In "Lovemobil" geht es um das Leben von Prostituierten in Wohnmobilen am Rande von Bundesstraßen in Niedersachsen. Macherin Elke Margarete Lehrenkrauss räumte nun ein, dass die Prostituierte Rita etwa in Wirklichkeit keine Prostituierte war. Milena, die in einem Wohnmobil an einer Bundesstraße in Gifhorn gefilmt wurde, kam nur für den Dreh dorthin und ein angeblicher Freier war beispielsweise ein Bekannter von Lehrenkrauss.

Lehrenkrauss: "Nichts ausgedacht, was es so nicht gibt"

Die Filmemacherin entschuldigte sich, wenn sich Menschen nun durch den Film betrogen fühlten oder wenn sie sensible Gefühle von Zuschauerinnen und Zuschauern verletzt habe. "Das war nicht meine Absicht", sagte sie der Deutschen Presse-Agentur. Sie habe an einzelnen Stellen die mit wirklichen Prostituierten recherchierten Begebenheiten mit Darstellerinnen nacherzählt, um die Frauen zu schützen oder, weil eine Filmaufnahme am Ende nicht möglich gewesen sei. "Im Film ist nichts ausgedacht, was es so nicht gibt. Wir haben es nur mit Darstellerinnen nacherzählt." Es sei ihr darum gegangen, Wahrhaftigkeit sowie eine emotionale und spürbare Authentizität zu schaffen.

"Was natürlich ein Fehler war, war diesen Film nicht zu kennzeichnen", sagte Lehrenkrauss. Sie habe den NDR gebeten, den Film als künstlerischen Film zu kennzeichnen, das sei aber nicht geschehen. "Es hat einfach an der richtigen Etikettierung gefehlt." Es habe Schwierigkeiten bei der Kommunikation gegeben. Die Filmemacherin sprach sich dafür aus, den Film nachträglich besser zu kennzeichnen, etwa mit einem Textfeld zu Beginn oder Ende, das darauf verweist, dass Teile des Films mit Darstellerinnen realisiert worden sind.

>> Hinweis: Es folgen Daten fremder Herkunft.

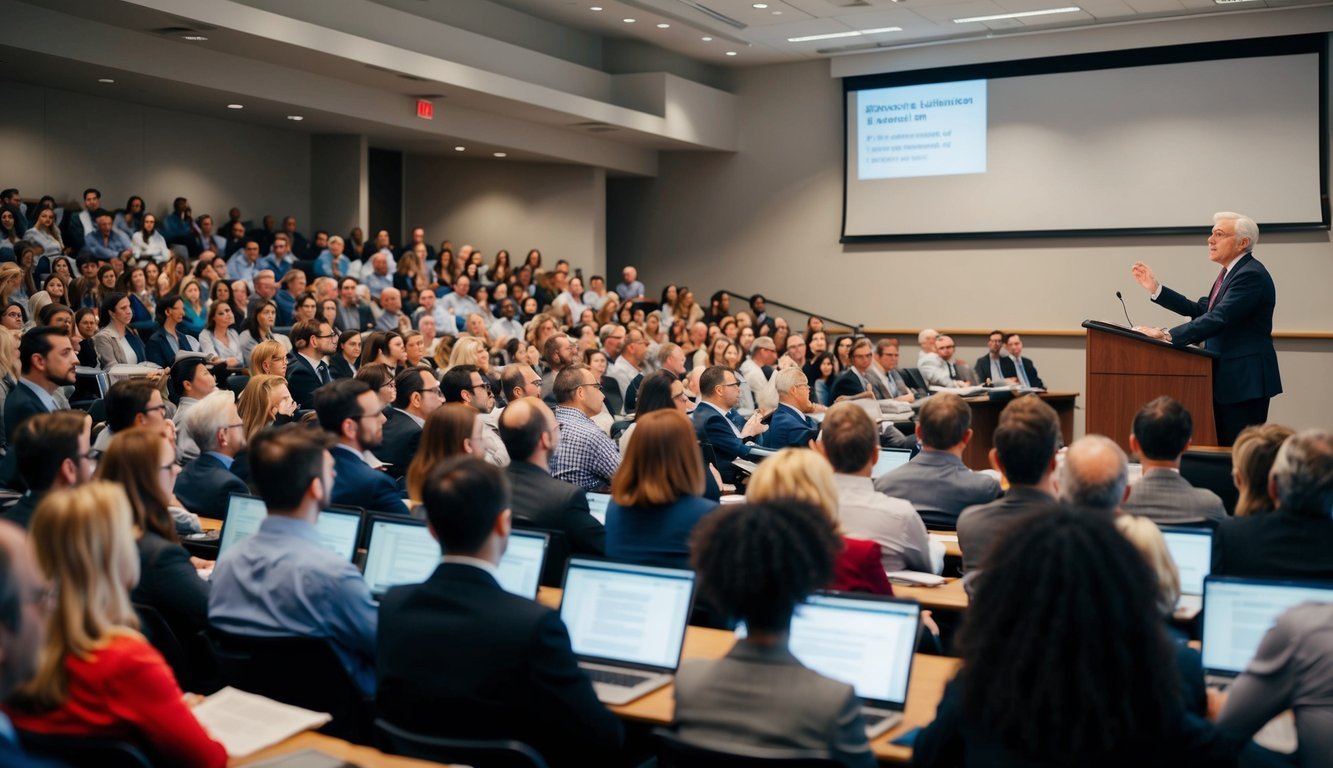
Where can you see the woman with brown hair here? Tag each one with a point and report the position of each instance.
(85, 544)
(143, 462)
(449, 430)
(656, 496)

"Verabredet war ein Dokumentarfilm, kein Hybriddokumentarfilm oder Spielfilm"

Die NDR-Dokumentarfilmredaktion begleitete den Film redaktionell und nahm ihn auch ab, wie es vom Sender weiter hieß. Die Redaktion betonte in einer Stellungnahme, dass sie sich von der Autorin "getäuscht" fühle. "Verabredet war ein Dokumentarfilm, kein Hybriddokumentarfilm oder Spielfilm. Authentizität ist essenziell für das Genre des Dokumentarfilms." Die Redaktion war nach Senderangaben während der mehrjährigen Produktionszeit zu keinem Zeitpunkt über die Inszenierungen informiert worden. Der NDR stehe mit der Aufklärung des Vorfalls noch am Anfang. Programmdirektor Beckmann betonte: "Wir müssen neben der vollständigen Aufklärung noch bessere Wege finden, wie wir uns vor solchen Irreführungen schützen können."

Der Film kam im Frühjahr 2020 in die Kinos und lief auf Festivals. Der NDR zeigte ihn im Dezember im linearen Programm. Lehrenkrauss gewann 2020 den Deutschen Dokumentarfilmpreis für "Lovemobil". Der Film ist derzeit nominiert für den renommierten Grimme-Preis. Auf dpa-Anfrage teilte Grimme-Direktorin Frauke Gerlach mit: "Die Vorwürfe sind schwerwiegend. Deshalb prüfen unsere Gremien die vorliegenden Informationen und beraten darüber, ob die Nominierung aufrechterhalten werden kann oder nicht. Das muss jetzt sehr schnell gehen."